A. L’application erronée d’une vision « anthropomorphique » de la responsabilité pénale des personnes morales

Depuis deux arrêts fondateurs rendus par la chambre criminelle de la Cour de cassation en date du 20 juin 2000 et du 14 octobre 2003, la chambre criminelle estimait que le mécanisme de fusion-absorption faisait perdre à la société absorbée son existence juridique.

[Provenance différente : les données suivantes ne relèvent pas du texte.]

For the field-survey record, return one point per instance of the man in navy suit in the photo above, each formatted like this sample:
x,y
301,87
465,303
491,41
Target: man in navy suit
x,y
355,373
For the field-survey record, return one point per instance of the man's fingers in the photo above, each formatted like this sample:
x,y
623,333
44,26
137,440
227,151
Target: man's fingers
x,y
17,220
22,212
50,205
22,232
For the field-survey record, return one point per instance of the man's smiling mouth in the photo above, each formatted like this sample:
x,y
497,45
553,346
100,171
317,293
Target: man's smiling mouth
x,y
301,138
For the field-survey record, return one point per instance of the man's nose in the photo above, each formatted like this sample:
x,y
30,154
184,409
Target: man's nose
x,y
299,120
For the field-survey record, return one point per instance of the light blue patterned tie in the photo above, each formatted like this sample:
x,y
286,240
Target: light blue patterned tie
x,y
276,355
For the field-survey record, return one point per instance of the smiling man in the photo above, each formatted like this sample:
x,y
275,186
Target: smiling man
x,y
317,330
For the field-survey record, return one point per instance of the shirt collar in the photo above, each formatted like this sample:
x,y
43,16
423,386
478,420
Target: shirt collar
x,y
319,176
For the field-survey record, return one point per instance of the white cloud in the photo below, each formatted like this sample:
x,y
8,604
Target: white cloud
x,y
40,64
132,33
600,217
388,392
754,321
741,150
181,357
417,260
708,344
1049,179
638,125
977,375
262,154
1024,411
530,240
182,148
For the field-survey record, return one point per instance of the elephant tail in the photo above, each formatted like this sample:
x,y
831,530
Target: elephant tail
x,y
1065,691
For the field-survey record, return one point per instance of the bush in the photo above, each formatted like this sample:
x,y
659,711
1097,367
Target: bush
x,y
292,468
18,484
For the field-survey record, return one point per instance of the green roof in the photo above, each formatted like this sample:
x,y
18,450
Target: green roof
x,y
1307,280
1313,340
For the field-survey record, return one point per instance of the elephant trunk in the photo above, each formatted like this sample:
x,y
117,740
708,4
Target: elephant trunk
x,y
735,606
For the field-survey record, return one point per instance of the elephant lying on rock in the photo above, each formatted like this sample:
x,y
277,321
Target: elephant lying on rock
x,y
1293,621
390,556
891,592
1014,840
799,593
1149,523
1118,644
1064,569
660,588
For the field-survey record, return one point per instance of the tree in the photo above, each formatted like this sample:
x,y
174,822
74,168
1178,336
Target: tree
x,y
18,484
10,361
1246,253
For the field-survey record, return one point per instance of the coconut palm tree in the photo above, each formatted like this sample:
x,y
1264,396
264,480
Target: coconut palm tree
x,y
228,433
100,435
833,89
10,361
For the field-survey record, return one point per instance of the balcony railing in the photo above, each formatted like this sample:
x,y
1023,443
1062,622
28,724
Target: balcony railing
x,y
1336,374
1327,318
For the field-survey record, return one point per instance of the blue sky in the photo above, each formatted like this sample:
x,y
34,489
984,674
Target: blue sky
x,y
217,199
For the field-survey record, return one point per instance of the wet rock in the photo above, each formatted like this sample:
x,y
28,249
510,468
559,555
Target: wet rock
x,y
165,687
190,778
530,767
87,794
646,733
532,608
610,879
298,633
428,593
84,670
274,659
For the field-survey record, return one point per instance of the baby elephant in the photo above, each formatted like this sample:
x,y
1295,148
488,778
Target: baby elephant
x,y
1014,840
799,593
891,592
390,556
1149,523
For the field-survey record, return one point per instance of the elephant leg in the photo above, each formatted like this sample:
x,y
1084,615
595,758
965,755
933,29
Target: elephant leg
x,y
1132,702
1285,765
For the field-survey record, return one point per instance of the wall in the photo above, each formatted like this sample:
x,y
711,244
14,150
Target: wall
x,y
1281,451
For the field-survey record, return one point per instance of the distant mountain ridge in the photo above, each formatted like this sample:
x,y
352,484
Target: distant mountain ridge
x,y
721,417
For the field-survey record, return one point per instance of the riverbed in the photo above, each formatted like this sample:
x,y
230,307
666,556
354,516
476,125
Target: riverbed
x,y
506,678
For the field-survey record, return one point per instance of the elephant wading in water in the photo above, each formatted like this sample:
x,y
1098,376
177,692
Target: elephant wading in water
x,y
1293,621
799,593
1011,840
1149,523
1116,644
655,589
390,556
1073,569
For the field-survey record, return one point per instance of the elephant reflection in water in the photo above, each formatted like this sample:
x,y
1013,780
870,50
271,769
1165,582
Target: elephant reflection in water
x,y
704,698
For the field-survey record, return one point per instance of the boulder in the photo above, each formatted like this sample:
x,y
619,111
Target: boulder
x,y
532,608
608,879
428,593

Pour fonder son raisonnement, la chambre criminelle optait pour une vision anthropomorphique de la personnalité morale. En effet, sur le fondement de l’article 121-1 du Code pénal disposant que « nul n’est responsable pénalement que de son propre fait » et de l’article 6 du Code de procédure pénale, le décès d’une personne physique emporte l’extinction de l’action publique. La chambre criminelle de la Cour de cassation transposait l’application de ces textes aux personnes morales, et en déduisait que le « décès » d’une personne morale intervenait au moment où celle-ci perdait son existence juridique. Appliquée au cas particulier de la fusion-absorption, la chambre criminelle estimait qu’en raison de l’absorption de la société par une autre entité juridique, la société absorbée « décédait », la société absorbante ne pouvant alors plus être poursuivie pour les infractions commises par la société absorbée.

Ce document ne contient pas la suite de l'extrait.